Lendário?! É um termo estúpido. De que outro poderia utilizar-me e traduzir com
eficiência as intenções e interesses?)
Todos estes
detalhes são de uma noite de inverno, numa choupana, numa fazenda situada no
vale, que deve ser familiar a todos quantos nasceram em regiões altas. É
evidente que muitas destas ternuras, delicadezas, como os sorvetes tomados por
uma criança, pedem uma temperatura muito baixa para serem produzidas: existem
frutas que não podem amadurecer sem uma tempestade. Até me dou muito bem com a
chuva, desde que chova a cântaros, trovões e raios sucessivos, pois alguma
parte de minha natureza faz com que eu tenha necessidade disso, do contrário
sinto-me enfastiado, entediado, uma ojeriza sem qualquer medida e peso,
sinto-me enganado: já que serei obrigado a gastar dinheiro no inverno, com
carvão, velas e muitos outros artigos que faltam até mesmo a um cavalheiro,
quero pelo menos que seja um bom inverno. Quero um inverno londrino para os
meus bolsos, ou russo, onde cada homem divide com o vento norte a propriedade
de suas orelhas.
Em verdade,
sou tão epicureu nessa questão que não consigo saborear plenamente uma noite de
inverno se já passou há muito a noite de São João – a noite de São João é a
mais longa do ano. Ou é a de São Pedro? – e o tempo começa a degenerar a
caminho das aparências da primavera.
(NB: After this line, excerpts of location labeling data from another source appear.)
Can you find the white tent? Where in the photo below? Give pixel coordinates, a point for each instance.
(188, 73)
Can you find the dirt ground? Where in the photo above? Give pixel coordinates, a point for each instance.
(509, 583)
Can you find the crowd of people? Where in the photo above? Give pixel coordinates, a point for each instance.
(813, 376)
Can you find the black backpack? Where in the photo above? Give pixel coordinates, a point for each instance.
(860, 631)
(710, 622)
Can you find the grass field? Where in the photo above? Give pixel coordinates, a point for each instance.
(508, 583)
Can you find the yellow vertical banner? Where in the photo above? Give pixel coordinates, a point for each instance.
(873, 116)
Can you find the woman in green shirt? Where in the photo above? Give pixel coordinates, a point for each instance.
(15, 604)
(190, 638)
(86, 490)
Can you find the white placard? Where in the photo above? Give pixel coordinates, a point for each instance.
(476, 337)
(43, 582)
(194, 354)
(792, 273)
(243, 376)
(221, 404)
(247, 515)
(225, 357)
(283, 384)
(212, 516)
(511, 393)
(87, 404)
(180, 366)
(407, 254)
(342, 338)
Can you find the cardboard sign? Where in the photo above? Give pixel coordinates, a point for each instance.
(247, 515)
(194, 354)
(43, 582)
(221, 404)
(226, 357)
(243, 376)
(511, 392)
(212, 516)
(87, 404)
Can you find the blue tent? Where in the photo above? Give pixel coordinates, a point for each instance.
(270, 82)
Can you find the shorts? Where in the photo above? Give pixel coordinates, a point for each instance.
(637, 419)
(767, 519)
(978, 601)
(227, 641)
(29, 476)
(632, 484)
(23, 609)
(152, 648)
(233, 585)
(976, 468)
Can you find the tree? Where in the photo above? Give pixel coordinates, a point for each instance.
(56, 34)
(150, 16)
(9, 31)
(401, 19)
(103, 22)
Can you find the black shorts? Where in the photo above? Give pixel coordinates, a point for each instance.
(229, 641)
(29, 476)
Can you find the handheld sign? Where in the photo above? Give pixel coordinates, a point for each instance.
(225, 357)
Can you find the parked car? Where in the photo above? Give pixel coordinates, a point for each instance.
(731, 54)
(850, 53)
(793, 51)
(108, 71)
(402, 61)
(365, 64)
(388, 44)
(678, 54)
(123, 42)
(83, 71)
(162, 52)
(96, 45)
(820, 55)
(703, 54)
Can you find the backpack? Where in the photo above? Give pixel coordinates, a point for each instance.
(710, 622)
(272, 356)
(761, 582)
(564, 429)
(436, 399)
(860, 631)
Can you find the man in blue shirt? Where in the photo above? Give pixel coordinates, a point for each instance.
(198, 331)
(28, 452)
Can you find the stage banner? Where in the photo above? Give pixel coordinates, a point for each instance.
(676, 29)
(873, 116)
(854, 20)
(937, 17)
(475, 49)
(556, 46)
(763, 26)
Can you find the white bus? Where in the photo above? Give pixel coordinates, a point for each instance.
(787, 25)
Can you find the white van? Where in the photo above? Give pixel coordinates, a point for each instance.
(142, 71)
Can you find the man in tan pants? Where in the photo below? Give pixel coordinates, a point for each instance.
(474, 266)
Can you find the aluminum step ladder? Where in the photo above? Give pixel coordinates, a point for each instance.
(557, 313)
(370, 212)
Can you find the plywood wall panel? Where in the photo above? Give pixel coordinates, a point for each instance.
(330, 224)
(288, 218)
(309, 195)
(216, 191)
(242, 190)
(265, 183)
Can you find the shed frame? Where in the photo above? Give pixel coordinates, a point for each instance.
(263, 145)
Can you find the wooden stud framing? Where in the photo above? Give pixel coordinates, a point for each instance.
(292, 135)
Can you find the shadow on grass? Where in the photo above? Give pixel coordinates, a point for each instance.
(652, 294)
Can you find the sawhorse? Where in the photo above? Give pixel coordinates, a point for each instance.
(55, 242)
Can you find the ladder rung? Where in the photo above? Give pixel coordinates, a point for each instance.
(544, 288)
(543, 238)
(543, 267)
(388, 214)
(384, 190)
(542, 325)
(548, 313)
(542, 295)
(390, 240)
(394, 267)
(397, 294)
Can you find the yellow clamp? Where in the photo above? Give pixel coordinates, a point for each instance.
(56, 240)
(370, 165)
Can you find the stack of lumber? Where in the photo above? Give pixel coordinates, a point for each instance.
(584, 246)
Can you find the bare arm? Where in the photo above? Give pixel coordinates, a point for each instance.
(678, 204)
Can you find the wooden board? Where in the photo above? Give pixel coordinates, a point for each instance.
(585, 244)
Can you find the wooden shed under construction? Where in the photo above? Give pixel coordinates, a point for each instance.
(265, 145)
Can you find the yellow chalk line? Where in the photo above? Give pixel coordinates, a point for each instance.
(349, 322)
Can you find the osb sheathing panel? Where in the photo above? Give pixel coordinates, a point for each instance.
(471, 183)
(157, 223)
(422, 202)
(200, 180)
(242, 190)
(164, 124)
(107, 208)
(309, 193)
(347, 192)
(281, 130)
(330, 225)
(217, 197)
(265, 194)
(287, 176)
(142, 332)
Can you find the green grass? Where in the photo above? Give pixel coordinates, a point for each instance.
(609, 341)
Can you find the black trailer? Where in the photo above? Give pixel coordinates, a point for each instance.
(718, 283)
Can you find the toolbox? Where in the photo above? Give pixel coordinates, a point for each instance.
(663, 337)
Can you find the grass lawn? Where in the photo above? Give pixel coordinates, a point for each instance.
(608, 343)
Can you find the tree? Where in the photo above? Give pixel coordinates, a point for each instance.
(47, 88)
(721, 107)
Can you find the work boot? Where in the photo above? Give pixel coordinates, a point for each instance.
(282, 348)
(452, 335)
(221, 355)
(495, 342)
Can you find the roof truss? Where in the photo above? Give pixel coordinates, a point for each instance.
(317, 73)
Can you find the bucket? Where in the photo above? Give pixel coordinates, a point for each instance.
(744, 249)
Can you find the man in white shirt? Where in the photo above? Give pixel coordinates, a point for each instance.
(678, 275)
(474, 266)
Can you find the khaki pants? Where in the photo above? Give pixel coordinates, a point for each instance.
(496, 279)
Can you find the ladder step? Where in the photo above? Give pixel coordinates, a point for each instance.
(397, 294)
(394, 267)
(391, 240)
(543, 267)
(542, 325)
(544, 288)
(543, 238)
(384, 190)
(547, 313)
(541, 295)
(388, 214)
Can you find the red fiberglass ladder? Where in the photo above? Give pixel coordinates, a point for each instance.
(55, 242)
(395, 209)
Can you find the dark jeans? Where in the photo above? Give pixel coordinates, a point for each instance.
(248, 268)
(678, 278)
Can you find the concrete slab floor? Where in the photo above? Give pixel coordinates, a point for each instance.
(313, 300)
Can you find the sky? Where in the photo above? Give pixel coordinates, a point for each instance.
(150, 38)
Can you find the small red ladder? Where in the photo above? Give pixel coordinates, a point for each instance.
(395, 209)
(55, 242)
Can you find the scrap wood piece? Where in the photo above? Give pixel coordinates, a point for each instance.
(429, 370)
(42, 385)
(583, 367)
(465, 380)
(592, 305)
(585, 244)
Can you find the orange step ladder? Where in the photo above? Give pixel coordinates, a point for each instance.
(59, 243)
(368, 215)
Não, o inverno deveria estar separado, por
densas paredes de noites escuras, de toda luz e brilho do sol. Das últimas
semanas de setembro, precisamente a semana de 25 em diante, até o dia de Natal,
assim é a estação da alegria e da satisfação. Pois o chá, seja em que estação
for, apesar de ridicularizado por aqueles cuja sensibilidade é naturalmente
grosseira, ou se tornaram assim por beberem vinho e não serem sensíveis a um
estimulante tão refinado, será sempre a bebida do intelectual.
Não há
qualquer necessidade de sentir-me confuso, perder a cabeça, sentir-me
solitário, aliás, sou homem feliz por esquecer as horas todas, por ter todo o
tempo do mundo. Acalmo-me, bebo um copo d´água, bebo-o lentamente, aprendo a
respirar, a dominar as emoções. Sento-me por um segundo, olho ao redor a serra
das águias através da janela, expulso a nostalgia, que já não tem direito algum
de persistir, desfio as palavras, uma a uma, semeio música entre elas. Com esta
terra grudada à sola dos pés, eu, o rebelde que se recusa a ser reduzido à
condição de alienado, resolvo os problemas cotidianos e, depois de tudo,
contemplo do alto, as serras, que conheço desde o chão até os menores detalhes.
Sento-me
perto das estrelas e estendo os braços como se pudesse tocá-las. Miro o céu, de
um lado ao outro, de uma nuvem à outra, com o olhar repleto de luz, o corpo
relaxado, a cabeça leve. Salmodio preces que, na verdade, são pedidos precisos,
destinados a facilitar o acerto de uma desavença ou a dispensar um pouco mais
de felicidade ou riqueza a algum homem necessitado. Aqui, ignoro a própria
santidade. Minha felicidade é tão simples. Não sofro muito com minha condição.
Posso
imaginar uma choupana com janelas abertas para um campo a perder de vista, um
jardim florido, para um horizonte acolhedor, para casas onde a felicidade seja
constante, ou pelo menos haja a serenidade dos que sentem orgulho de si mesmos,
os que se ocupam em perseverar no melhor de si.
Paro de
sonhar acordado. Jogo as palavras nas dobras de meu diário e depois fecho. O
papel fica impregnado do cheiro de incenso. Morte ao cheiro de incenso, que
queimo tanto nas festividades quanto nos funerais. A morte finge enviar-me para
bem longe dentro de mim mesmo, mas, se me faço vislumbrar novamente os dias
iluminados com os seus aconteceres prazerosos, é para melhor poder cobrir-me de
terra e trevas.
Mas agora,
para afastar-me das descrições longas demais, apresentarei uma pintora e lhe
darei instruções para que acabe o quadro que comecei a pintar. Os pintores não
gostam de choupanas azuis, a não ser que estejam sobremaneira gastas pelo
passar do tempo; mas, como o leitor já sabe que estamos numa noite de inverno,
os serviços da pintora serão necessários para o interior da choupana.